Note that there are a few spots that mention how hacky the template functionality is. I don’t get the sense anyone wants to support this. It’s an interesting idea to lower the barrier to entry but I don’t think I would design it this way today. Easier entry, much harder advanced usage. And with all the Python guides and software today it’s arguably harder this way than with pure Python. For that reason, I don’t think templating stuff like Jinja2 should be used either. It seems like it arbitrarily cuts the available support for little/no benefit.

Some of the functions show another reason why we should go Python. They’re just another layer of abstraction and confusion onto simple Python concepts that we should be helping users build intuition and Google-ability for. If I want to know the ins and outs of Python’s string.upper there are hundreds of guides on Google, a thriving dev community, and probably the source code. If I want to know the ins and outs of Beets’ upper() I have to search through Github and follow a web of the same function being passed through complicated renames (it’s inside DefaultTemplateFunctions and is called templ_upper). If I want help there’s maybe 20 people in a given month who have any hope of helping me. The user also never sees the docstrings we have because as I said in past posts, there’s no beets integration with your IDE to peek at the definitions.

Hot take: path formats should be stored in something like beets_paths.py, to get all the autoformat and peeking goodness from your IDE without clunky copy pasting at the end. Doing Python in YAML is borderline putting a round peg into a square hole. A compromise would be having this be an optional feature. I guess the closest concept we have now is plugins - every user should have their own local plugin where they define their paths??

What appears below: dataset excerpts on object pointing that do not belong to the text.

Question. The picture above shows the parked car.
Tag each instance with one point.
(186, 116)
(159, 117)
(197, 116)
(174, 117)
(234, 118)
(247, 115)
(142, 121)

I think we should go pure Python. Steps to do this:

  1. Ensure no functionality is lost by doing so
  2. Export(?) the default functions (aunique, left) to something like beets.pathfuncs so people can do import beets.pathfuncs and call aunique on their paths
  3. Create a seamless way to convert existing path formats to Python (it’d be messy, but in theory this is already done since functemplate.py already converts everything to python in the background?). The ‘test coverage’ on this should be pretty good- beet mv before and after the conversion should have 0 new paths. If that test fails we put a note asking to pretty please raise an issue on github/discourse/email.
  4. Automatically set this up, comment out the old way in config.yaml, and leave a warning that the old way is deprecated.
  5. Some time later, remove the old functionality.